Package           Severity  CVE
openssl 3.0.7     HIGH      CVE-2023-0286
libexpat 2.5.0    MEDIUM    CVE-2023-52425
...

Or with trivy (open source, very thorough):

bash
docker run --rm aquasec/trivy image nginx:latest

Scanning reveals vulnerabilities in the base OS packages, language runtimes, and libraries. Pin to specific versions and update regularly. A year-old base image is often hundreds of known CVEs.

#Minimal Base Images

Every package in the image is potential attack surface. Start minimal:

plaintext
scratch          → 0 MB, zero attack surface (Go/Rust only)
distroless       → ~2-20 MB, no shell, no package manager
alpine           → ~5 MB, small but has apk and sh
debian:slim      → ~75 MB
ubuntu           → ~77 MB

If an attacker exploits your application in a distroless image, there's no bash, no curl, no apt. They can't interactively explore the environment or easily download additional tools. The attack is significantly harder even with code execution.

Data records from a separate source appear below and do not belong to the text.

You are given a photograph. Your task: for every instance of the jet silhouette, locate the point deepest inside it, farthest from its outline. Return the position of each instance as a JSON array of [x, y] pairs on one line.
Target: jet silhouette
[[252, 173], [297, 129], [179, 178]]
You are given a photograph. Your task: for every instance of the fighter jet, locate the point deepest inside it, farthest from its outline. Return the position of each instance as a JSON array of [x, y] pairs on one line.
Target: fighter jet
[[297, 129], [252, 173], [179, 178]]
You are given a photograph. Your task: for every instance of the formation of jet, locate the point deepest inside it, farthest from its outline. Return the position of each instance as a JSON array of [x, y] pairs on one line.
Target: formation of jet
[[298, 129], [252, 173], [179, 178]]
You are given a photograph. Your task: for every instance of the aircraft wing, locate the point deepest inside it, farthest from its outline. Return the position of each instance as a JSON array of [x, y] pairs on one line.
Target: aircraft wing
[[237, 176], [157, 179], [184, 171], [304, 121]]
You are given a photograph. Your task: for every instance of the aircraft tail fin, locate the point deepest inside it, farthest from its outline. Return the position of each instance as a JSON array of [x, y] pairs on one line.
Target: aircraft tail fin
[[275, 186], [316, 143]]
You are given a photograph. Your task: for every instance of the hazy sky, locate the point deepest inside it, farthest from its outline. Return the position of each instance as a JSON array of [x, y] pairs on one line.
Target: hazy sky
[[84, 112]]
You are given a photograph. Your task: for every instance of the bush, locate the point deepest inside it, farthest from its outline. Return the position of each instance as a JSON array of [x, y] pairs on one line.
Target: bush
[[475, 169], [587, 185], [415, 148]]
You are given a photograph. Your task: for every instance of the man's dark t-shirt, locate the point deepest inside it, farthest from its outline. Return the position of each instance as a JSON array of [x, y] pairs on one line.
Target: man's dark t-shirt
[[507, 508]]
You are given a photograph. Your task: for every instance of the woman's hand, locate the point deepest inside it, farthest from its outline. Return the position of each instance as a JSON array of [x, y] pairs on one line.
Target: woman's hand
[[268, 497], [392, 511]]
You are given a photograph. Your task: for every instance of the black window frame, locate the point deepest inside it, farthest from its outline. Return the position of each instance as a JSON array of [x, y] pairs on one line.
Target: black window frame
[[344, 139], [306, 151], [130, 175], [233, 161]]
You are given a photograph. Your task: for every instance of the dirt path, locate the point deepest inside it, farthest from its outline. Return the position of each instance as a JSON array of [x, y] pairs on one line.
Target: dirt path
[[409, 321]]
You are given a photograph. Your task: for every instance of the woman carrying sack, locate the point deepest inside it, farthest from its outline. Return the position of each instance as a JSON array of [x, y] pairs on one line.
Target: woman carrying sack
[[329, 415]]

#Dockerfile Security Checklist

dockerfile
# ✓ Pin base image by digest (not just tag)
FROM node:20-alpine@sha256:a3ed95ca...
 
# ✓ Don't install unnecessary packages
RUN apk add --no-cache --virtual .build-deps gcc && \
    npm ci && \
    apk del .build-deps   # remove build tools after use
 
# ✓ Don't copy secrets into the image
# Use --mount=type=secret (lesson 24) instead of:
# ARG API_KEY           ← wrong
# ENV API_KEY=${API_KEY} ← wrong
 
# ✓ Non-root user
RUN addgroup -S app && adduser -S app -G app
USER app
 
# ✓ Declare what's needed explicitly
EXPOSE 3000

#The Hardened Container Template

Putting it all together in a Compose service:

yaml
services:
  api:
    image: myapp:latest
    user: "10001:10001"
    read_only: true
    tmpfs:
      - /tmp:rw,noexec,nosuid,size=64m
    cap_drop:
      - ALL
    cap_add:
      - NET_BIND_SERVICE   # only if binding ports < 1024
    security_opt:
      - no-new-privileges:true
      - seccomp:./seccomp-profile.json
    environment:
      - NODE_ENV=production
    # No docker.sock mount
    # No privileged: true

Each restriction is independent. A bypassed seccomp filter still hits the capability restriction. A bypassed capability check still faces the non-root UID. A successful container escape still lands as UID 10001. Defense in depth means attackers must break multiple independent layers, not just one.


Key Takeaway: Container security is not binary — it's a set of independent layers, each limiting what an attacker can do if they compromise the process. The highest-impact changes: run as a non-root user (USER 10001 in Dockerfile — this changes the host UID the process runs as), drop all capabilities and add back only what's needed (--cap-drop ALL --cap-add NET_BIND_SERVICE), and add --security-opt no-new-privileges to block setuid escalation. A read-only root filesystem with --tmpfs for writable paths closes post-exploitation persistence. --privileged and mounting /var/run/docker.sock both give container root access to the host — avoid both in production. Rootless Docker runs the daemon itself as a non-root user, so container root maps to the daemon's unprivileged UID on the host.